Erneut inselweiter Stromausfall auf Kuba
Auf Kuba ist die veraltete Infrastruktur aufgrund mangelnder Wartung in schlechtem Zustand. Durch ein von US-Präsident Donald Trump verhängtes Ölembargo hat sich die Lage zudem dramatisch verschlechtert. Die Stromversorgung ist von Öl abhängig, und das Land hat seit drei Monaten keine Erdöllieferungen mehr aus dem Ausland erhalten.
In dem Land mit knapp zehn Millionen Einwohnern verschärfen häufige Stromausfälle und Treibstoffmangel die ohnehin bereits seit Jahren dramatischen Lebensbedingungen der Bevölkerung. Ohne Energie verderben die wenigen verfügbaren Lebensmittel im Kühlschrank. Die Telefon- und Internetverbindung bricht ständig ab. Krankenhäuser müssen ihre Leistungen kürzen. Der Unterricht an Schulen und Universitäten fällt aus. Aufgrund des Kraftstoffmangels sammelt sich der Müll auf den Straßen, weil eine Müllentsorgung nur eingeschränkt möglich ist.
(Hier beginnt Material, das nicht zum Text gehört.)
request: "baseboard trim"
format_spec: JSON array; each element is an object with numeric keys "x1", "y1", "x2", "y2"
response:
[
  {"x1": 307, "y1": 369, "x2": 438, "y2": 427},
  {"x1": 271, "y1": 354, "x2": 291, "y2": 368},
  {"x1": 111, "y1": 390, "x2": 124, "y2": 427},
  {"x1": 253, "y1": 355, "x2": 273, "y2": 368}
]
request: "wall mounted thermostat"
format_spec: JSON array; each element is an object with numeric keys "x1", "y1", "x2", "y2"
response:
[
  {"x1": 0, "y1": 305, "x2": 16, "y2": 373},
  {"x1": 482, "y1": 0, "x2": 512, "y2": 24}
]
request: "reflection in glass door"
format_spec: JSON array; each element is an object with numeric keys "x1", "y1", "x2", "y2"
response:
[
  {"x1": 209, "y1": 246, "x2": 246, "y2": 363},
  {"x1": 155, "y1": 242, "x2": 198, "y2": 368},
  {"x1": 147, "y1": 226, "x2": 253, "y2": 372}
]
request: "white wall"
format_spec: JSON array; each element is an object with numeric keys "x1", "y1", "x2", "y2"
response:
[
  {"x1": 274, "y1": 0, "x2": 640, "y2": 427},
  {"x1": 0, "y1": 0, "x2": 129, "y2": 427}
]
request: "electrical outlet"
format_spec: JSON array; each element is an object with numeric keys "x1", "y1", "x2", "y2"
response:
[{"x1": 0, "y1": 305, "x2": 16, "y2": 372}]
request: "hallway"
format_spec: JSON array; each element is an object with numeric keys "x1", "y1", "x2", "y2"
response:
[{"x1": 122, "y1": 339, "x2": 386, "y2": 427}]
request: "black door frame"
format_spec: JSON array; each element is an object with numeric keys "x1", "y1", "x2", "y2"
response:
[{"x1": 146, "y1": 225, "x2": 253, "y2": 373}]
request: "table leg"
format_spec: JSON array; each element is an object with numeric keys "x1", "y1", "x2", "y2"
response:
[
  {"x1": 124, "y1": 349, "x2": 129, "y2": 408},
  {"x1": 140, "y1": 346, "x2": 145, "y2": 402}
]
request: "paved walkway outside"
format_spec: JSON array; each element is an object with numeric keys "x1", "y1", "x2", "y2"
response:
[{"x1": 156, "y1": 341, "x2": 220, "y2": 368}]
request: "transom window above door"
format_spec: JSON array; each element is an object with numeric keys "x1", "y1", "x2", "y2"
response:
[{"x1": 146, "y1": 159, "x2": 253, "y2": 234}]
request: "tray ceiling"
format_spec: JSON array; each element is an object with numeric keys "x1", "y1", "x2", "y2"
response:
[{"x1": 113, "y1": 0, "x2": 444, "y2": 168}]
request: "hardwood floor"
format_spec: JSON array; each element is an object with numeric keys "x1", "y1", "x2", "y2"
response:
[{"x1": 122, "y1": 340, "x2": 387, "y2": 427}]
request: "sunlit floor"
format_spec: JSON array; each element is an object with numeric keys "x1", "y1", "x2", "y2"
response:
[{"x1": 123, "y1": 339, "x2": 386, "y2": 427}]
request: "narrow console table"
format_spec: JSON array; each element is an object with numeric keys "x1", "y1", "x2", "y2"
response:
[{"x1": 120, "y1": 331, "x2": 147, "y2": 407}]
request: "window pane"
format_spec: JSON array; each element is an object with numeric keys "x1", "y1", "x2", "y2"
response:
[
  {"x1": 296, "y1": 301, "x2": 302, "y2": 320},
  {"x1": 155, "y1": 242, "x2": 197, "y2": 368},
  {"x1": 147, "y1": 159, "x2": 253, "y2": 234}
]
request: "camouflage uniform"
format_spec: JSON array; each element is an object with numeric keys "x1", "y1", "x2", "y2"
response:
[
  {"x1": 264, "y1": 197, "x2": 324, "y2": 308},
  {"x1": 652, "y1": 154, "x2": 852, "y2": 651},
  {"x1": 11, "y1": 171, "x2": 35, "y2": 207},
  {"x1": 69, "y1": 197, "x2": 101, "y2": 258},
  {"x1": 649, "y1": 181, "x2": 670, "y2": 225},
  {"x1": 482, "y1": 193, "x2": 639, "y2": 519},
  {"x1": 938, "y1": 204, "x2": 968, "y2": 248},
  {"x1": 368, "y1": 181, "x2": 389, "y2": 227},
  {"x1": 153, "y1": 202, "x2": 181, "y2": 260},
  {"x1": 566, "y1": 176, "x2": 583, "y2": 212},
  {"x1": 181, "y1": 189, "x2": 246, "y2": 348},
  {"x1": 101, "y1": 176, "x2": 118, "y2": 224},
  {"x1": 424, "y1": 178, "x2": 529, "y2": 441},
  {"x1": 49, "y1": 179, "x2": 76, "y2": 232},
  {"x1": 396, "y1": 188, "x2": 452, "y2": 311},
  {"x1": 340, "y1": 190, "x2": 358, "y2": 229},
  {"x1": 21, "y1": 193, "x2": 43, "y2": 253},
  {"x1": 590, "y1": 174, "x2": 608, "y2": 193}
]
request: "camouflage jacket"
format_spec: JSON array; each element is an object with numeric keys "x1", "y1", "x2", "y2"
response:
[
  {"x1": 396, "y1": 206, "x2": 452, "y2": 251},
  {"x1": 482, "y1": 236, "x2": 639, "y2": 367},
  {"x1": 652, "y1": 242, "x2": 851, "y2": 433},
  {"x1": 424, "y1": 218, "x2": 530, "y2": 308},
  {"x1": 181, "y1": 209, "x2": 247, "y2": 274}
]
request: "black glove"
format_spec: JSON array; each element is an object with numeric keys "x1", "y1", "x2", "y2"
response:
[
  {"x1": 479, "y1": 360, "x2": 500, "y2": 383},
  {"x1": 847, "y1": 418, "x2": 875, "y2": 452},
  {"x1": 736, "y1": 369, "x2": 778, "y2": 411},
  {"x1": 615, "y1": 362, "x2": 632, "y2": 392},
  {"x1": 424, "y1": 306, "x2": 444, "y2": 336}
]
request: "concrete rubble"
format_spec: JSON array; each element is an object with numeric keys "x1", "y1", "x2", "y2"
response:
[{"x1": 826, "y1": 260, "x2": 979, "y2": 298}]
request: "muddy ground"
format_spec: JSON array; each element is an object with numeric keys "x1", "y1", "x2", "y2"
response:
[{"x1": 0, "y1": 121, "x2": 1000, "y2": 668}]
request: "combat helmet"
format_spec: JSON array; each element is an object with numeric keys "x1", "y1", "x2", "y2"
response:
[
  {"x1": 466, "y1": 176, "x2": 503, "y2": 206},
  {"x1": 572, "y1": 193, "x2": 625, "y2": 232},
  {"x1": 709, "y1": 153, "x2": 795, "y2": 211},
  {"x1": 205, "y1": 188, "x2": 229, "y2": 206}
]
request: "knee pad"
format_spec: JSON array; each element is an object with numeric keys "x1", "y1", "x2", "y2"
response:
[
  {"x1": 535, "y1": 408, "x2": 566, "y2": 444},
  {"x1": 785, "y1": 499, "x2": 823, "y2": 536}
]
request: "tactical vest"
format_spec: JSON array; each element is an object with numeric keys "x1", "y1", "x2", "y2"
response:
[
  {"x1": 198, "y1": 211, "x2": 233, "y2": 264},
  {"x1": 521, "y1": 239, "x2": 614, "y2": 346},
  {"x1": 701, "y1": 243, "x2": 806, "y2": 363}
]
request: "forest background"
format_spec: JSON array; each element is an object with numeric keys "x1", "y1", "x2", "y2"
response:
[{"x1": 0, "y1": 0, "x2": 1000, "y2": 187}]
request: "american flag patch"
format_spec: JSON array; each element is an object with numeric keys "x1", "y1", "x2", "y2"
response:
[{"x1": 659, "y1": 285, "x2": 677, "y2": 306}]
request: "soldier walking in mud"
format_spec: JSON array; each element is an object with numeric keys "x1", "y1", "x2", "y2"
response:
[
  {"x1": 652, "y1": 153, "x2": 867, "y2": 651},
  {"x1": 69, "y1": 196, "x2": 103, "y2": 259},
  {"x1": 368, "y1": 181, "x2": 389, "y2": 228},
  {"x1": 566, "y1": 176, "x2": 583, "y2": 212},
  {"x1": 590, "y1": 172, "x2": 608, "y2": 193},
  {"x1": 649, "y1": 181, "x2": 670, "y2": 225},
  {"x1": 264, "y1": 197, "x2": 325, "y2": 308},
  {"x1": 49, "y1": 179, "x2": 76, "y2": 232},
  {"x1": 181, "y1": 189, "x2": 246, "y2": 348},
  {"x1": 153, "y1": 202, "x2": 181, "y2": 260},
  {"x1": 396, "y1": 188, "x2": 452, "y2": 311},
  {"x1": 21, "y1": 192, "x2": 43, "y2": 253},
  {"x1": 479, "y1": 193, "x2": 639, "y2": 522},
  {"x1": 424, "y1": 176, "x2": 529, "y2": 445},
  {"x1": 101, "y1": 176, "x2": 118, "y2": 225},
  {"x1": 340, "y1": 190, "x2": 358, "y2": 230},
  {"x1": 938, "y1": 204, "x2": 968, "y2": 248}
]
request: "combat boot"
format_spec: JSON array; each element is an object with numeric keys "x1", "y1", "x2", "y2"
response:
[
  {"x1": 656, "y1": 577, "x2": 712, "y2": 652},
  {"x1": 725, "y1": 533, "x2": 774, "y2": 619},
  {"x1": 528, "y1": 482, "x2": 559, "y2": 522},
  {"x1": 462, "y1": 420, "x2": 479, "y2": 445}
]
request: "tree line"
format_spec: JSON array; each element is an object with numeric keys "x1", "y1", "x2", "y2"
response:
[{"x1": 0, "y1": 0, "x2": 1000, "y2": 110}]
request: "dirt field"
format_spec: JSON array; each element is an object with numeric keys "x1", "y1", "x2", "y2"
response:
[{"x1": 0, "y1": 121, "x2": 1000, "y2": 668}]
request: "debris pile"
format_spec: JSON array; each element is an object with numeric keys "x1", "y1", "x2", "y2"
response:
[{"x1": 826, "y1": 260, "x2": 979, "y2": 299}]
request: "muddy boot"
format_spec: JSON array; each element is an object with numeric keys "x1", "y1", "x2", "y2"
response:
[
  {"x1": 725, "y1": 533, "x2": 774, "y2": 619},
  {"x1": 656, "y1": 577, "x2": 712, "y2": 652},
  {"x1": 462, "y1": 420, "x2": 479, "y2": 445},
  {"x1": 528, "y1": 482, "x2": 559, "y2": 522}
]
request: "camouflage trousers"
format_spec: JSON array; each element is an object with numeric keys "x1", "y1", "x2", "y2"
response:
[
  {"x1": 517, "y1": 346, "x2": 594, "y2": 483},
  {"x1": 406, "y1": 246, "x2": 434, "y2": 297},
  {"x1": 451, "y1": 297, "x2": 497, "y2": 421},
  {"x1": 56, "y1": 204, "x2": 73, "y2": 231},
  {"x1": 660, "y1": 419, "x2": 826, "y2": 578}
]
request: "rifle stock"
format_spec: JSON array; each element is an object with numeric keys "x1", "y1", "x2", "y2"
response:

Selbst die US-Botschaft ist von den Stromausfällen betroffen. Die kubanische Regierung hatte zuletzt einem Bericht der "Washington Post" zufolge der US-Vertretung eine Einfuhr von Diesel für Generatoren verweigert. Die Botschaft nehme "schamlos" ein Privileg für sich in Anspruch, das die USA dem kubanischen Volk verwehrten, hieß es.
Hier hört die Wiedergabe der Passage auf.